Anthony Perish, 91, and his wife Frances, 93, were gunned down outside their Leppington farmhouse on Sydney's southern outskirts in June 1993.

The Yugoslav migrants had became market gardeners and built a successful poultry farm.

Police believe their bodies were dragged inside their home and laid out on their beds. A trail of tissue paper and flammable liquid was strewn through the house along with a crude timing device that failed to go off.

Despite two inquests during which 20 suspects were identified, no one has been charged with the slayings.

However, detectives working with the coroner's office and the NSW Crime Commission in the past 18 months have been investigating the case in connection with the 2001 killings of barman Ian Draper and convicted drug dealer Terry Falconer.

Mr Draper, 37, was last seen leaving work at the Mount Pritchard and District Community Club in the early hours of August 3 that year.

His Ford Fairmont turned up six weeks later at Bringelly but he was never seen again.

Four months after the disappearance, Falconer was on day release from Silverwater prison and employed at a smash repair shop in Ingleburn when he was abducted by three men posing as police officers.
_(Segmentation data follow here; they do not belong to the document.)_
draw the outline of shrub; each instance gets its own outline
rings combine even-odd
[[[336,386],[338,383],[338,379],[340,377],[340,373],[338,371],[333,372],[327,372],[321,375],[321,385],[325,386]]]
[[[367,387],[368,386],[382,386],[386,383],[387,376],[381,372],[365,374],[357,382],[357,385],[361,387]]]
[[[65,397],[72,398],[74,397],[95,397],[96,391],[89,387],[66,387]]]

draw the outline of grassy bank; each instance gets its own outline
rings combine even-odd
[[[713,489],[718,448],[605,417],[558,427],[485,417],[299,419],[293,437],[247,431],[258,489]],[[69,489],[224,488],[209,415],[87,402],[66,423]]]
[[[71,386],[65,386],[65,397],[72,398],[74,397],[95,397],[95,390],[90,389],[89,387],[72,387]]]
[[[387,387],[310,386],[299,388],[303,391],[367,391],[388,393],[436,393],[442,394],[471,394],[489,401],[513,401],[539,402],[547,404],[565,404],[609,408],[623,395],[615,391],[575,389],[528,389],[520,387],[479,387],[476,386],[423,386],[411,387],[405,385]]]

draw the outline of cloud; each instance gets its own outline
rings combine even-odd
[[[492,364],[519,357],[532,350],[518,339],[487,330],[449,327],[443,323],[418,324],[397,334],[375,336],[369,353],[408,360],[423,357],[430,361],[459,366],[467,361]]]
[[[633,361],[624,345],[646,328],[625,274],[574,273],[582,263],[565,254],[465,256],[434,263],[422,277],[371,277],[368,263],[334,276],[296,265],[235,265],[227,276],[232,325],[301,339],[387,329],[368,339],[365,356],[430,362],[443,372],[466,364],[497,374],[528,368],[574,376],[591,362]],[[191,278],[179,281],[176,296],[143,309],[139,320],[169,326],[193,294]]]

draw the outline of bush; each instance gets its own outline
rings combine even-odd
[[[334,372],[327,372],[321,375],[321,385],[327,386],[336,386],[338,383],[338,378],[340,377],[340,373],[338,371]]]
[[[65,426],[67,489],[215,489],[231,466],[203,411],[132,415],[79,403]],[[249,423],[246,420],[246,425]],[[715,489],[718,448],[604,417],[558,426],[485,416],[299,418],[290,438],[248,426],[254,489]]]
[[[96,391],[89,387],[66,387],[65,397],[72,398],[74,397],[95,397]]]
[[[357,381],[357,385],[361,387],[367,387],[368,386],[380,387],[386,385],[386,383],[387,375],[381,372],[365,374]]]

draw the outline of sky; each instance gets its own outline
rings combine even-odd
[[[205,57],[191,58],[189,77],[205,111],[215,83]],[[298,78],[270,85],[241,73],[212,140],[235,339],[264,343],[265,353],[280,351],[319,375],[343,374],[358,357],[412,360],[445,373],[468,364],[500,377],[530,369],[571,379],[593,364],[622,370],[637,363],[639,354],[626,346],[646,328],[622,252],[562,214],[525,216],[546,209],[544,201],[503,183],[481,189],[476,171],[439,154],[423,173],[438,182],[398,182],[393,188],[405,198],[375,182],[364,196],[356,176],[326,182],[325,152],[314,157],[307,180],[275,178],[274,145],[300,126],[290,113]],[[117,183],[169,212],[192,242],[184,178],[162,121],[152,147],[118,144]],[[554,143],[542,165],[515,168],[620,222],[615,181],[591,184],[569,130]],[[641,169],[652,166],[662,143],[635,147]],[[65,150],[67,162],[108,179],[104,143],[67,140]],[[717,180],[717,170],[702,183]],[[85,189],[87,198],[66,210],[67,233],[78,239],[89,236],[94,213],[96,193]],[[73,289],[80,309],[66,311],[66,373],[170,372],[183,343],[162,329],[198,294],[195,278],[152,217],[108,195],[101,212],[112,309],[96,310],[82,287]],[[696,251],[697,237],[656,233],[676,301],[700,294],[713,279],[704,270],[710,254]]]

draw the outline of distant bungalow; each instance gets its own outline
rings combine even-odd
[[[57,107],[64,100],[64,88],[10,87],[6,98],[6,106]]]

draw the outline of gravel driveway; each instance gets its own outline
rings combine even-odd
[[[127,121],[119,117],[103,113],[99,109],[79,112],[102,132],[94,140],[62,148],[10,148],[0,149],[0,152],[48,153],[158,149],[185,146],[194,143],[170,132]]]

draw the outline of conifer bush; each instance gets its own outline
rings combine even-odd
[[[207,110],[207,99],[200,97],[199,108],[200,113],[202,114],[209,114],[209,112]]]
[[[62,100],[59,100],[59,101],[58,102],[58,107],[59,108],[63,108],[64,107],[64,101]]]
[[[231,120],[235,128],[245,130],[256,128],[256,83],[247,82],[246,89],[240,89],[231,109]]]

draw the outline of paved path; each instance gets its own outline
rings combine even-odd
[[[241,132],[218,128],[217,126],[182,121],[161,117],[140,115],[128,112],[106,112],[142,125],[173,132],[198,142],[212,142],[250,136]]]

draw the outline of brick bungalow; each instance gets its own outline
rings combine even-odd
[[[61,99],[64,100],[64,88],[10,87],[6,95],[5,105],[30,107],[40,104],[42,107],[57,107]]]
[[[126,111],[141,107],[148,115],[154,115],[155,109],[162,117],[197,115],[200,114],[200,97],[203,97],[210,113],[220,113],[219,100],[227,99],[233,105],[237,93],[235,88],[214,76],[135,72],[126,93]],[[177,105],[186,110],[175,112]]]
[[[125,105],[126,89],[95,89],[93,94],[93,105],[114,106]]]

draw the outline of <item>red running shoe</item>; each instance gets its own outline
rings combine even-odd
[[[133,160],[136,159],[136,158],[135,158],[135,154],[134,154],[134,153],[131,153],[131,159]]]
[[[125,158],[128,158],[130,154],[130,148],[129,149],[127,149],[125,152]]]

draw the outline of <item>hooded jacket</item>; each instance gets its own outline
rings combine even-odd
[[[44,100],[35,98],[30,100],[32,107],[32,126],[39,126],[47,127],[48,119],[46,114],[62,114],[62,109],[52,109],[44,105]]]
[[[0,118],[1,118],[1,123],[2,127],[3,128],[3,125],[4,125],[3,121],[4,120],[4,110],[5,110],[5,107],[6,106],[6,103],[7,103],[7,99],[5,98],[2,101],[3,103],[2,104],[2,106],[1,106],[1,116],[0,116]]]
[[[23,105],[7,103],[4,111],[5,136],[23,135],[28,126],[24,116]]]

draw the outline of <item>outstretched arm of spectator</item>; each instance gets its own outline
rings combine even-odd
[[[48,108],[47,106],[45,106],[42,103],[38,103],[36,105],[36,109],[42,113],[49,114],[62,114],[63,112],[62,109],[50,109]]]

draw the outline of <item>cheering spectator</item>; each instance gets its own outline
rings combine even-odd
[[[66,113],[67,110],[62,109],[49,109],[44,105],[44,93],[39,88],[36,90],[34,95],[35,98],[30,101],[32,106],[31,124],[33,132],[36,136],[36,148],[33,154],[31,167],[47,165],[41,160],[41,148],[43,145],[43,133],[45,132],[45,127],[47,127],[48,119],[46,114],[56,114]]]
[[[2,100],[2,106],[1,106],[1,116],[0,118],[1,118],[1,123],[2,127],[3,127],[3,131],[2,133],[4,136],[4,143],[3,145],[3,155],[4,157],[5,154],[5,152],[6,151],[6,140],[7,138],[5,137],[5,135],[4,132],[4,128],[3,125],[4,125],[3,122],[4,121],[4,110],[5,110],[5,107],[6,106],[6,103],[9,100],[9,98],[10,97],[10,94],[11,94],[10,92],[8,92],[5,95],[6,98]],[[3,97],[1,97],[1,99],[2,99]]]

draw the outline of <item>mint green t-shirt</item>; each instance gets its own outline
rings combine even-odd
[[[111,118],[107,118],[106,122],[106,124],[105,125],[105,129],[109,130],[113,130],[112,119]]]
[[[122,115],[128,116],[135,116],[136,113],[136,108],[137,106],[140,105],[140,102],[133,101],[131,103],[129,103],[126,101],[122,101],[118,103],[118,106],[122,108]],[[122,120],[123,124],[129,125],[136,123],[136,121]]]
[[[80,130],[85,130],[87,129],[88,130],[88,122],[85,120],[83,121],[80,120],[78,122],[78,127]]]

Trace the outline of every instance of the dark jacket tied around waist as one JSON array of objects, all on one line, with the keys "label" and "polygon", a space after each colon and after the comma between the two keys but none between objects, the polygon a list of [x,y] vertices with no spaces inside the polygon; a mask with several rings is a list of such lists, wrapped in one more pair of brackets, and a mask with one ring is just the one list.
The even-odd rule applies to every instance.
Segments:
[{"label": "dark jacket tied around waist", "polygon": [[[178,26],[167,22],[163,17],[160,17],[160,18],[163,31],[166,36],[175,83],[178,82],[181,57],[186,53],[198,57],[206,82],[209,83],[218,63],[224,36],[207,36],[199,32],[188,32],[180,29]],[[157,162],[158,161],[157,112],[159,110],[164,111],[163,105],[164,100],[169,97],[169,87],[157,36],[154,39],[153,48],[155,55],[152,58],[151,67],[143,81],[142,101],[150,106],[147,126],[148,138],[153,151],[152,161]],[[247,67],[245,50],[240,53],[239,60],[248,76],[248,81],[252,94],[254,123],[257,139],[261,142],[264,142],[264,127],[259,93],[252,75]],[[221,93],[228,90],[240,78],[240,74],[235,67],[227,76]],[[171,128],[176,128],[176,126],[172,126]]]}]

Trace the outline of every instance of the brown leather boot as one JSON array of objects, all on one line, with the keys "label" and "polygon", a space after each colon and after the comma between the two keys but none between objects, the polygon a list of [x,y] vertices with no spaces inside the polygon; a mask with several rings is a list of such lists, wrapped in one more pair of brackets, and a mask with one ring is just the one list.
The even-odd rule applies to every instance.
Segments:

Within days his crudely dismembered remains began surfacing in the Hastings River near Wauchope on the NSW mid-North Coast.

The first parcel, wrapped in wire mesh and weighted with rocks, was discovered by a fisherman. During the following week police dragged five more bags from the water and a seventh and final was retrieved almost a year later, in September 2002.

Falconer, 52, had been serving five-and-a-half years for his role in manufacturing a large quantity of speed. He was also known to be a one-time associate of the Gypsy Jokers bikie gang.

At the second Perish inquest, in 2003, his name was put forward as a person of interest by Andrew Perish, a grandson of the murdered couple.

It is not known whether the claim was given much credence as Andrew Perish was also named as a suspect in his grandparents' deaths and identified as a former member of the rival Rebel bikies.

But what is now known is that just days before his violent end, Falconer was visited for a second time in jail by detectives investigating the Perish murders.

According to a homicide squad source close to the inquiry: "Whether or not Terry was involved or simply knew something, who knows?

"But he was definitely going to be called to the inquest when he was killed, so you can draw your own conclusions."

The chief detective on the Falconer case, then sergeant, Gary Jubelin, told The Sun-Herald in 2003 that the former tow-truck operator's "knowledge of criminal activities" had been a key factor in his demise.

Yet investigators are understood more recently to have pursued the theory that he committed the Perish killings and was murdered in retribution by people unknown.

The Crime Commission set up Operation Oaklands in 2006 to investigate further the three murders. Commission assistant director Mark Standen told The Sun-Herald that Mr Draper's "suspected death" had been included in the reference when it was learnt he had witnessed a fatal hotel bashing for which Andrew Perish had been charged but acquitted.